An Introduction to Braising

January 31, 2012 § Leave a comment

For me, braising begins with ox-tail.*  Specifically, my Easy Ox-Tail Stew.  But I’ll get to that in a bit.

To braise food, you need a heavy pot (with a lid), liquids, aromatics, and some cheap meat.  Why cheap?  Cheap means low quality.  I don’t want people to know that I’m cheap!  Lies.  By “cheap” I mean affordable.  Have y’all seen the prices of various cuts of beef?  It’s getting ridiculous.

Some affordable cuts include skirt steak, short ribs, brisket, and ox-tail.  These cuts are cheaper because they contain a lot of connective tissue.  As the meat is braised, the connective tissue breaks down and tenderizes the meat, making it quite flavorful. Yes, there is a bit more work needed to make the meat fork tender.  It’s worth it.  And yes, the total cooking time can seem a bit daunting.  It’s worth it.  Trust me.
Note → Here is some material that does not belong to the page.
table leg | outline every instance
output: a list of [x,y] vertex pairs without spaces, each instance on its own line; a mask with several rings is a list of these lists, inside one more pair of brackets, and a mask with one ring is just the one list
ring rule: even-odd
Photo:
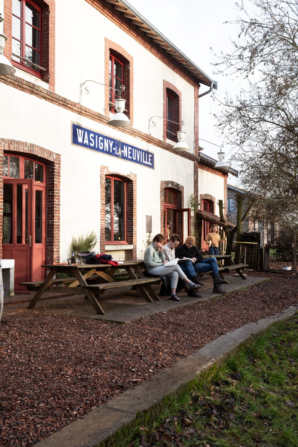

The braising process is simple: sear off the meat, remove from the pan, add in the aromatics, deglaze the pan, put the meat back in the pan, add more liquids, simmer, cover, leave for 3 hours, eat.

Simple.  Easy.  Delicious.  True story.

Nom!

Don't knock it til you rock it.

Easy Ox-Tail Stew

4 large ox-tail sections

1 Tbsp butter

1 large onion, diced

1 clove garlic, minced

1 15 oz can diced tomatoes

red wine

water or beef stock

salt & pepper

Get out your Dutch oven.  Heat to medium.  Toss in the butter.  Add the ox-tail.  Sear each side, making sure to achieve a crusty brownulation.  Remove the meat to a plate.  Toss the onion into the Dutch oven.  Add a little salt and pepper.  Cook til translucent.  Add in the garlic.  Cook for a minute.  Add in the red wine (I usually use a normal size glass, but you could add more or less.)  It’ll be steamy.  And smell like alcohol.  Scrape up all the crustiness on the bottom of the pan.  It’s flavor.  Add in the diced tomatoes.  Nestle the ox-tail into this mixture.  Add in the stock (or water) until the meat is nearly covered.  Bring to a low simmer.  Keep the stove heat on medium-low or low.  Do not turn it to high heat.  Put the lid on.  Let it hang out for 3 or 4 hours, until you can pull the meat from the bone with only a little pressure from a fork.  Serve one ox-tail section per person, with an equal amount of the tomato gravy.  This goes well with steamed rice or egg noodles.

*Don’t be frightened of ox-tail.  I know it looks a little strange.  Some people can get a little squeamish when they see bones in the meat.  Bones are flavor goldmines.  Also, I know it’s called ox-tail, but it’s really cow tail.  And the best part about eating ox-tail is getting to suck out the bone marrow.  I swear on my French Press.  It’s meatalicious.  If this fact grosses you out, man up.  Or just use boneless short ribs.  Those work fine here too.